Amazon ECS typically measures service utilization based on CPU and memory average utilization and publishes them as predefined CloudWatch metrics, namely, ECSServiceAverageCPUUtilization and ECSServiceAverageMemoryUtilization. Application Auto Scaling uses these predefined metrics in conjunction with scaling policies to proportionally scale the number of tasks in a service.
However, there are several use cases where customers want to scale the number of tasks on other custom metrics to trigger when and to what degree to a scaling action should be executed.
- Build a CI/CD pipeline that builds the latest image and trigger a deployment to ECS Service
- Auto-scale ECS Queue Processing service using target scaling with custom metrics, backlogPerTask
- Set up a scheduled cron job to trigger a lambda function to publish backlogPerTask metrics
- Set up a Load Generation service to report on SQS attributes
- Set up a scheduled cron job to generate random loads to an SQS queue
- This is a reference architecture and may not be suitable for production use.
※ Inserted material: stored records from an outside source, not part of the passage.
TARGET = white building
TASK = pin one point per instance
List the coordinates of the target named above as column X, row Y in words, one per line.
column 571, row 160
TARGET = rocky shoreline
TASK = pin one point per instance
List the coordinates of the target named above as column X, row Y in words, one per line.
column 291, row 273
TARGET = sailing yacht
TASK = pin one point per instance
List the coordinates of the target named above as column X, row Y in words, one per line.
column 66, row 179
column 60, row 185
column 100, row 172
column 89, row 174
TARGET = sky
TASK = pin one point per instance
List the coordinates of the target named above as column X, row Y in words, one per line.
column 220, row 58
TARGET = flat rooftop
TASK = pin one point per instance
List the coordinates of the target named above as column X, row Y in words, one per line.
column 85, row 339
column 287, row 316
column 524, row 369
See CONTRIBUTING for more information.
This library is licensed under the MIT-0 License. See the LICENSE file.
npm install -g cdk
npm install -g node-jq
> git clone https://github.com/aws-samples/aws-ecs-auto-scaling-with-custom-metrics
> cd ecs-autoscaling
> git submodule init
> git submodule update
> cd ecs-autoscaling/cdk-resource
> npm install
> npm run cdk:deploy:CodePipelineResourceStack
Outputs:
CodePipelineResourceStack.codeCommitRepositoryUrlGrc = codecommit::<region>://queue-processing-codecommit-repo
CodePipelineResourceStack.ecrRepositoryName = queue-processing-ecr-repo
Stack ARN:
arn:aws:cloudformation:ap-southeast-1:<account id>:stack/CodePipelineResourceStack/<stack id>
> cd ecs-autoscaling/queue-processing-node-app
> git remote add codecommit $(cat ../aws-outputs.json | jq ".CodePipelineResourceStack.codeCommitRepositoryUrlGrc" -r)
> git push codecommit main
> cd ecs-autoscaling/cdk-resoruce
> npm run cdk:deploy
...
Do you wish to deploy these changes (y/n)? y
// To see the status of your SQS attributes
> echo $(cat ../aws-outputs.json | jq ".ECSResourceStack.LoadBalancedFargateServiceServiceURLA3D7F0DD" -r)
- A change or commit to the code in the CodeCommit application repository triggers CodePipeline with the help of a CloudWatch event.
- The pipeline downloads the code from the CodeCommit repository, initiates the Build and Test action using CodeBuild, and pushes the image on to a ECR repository.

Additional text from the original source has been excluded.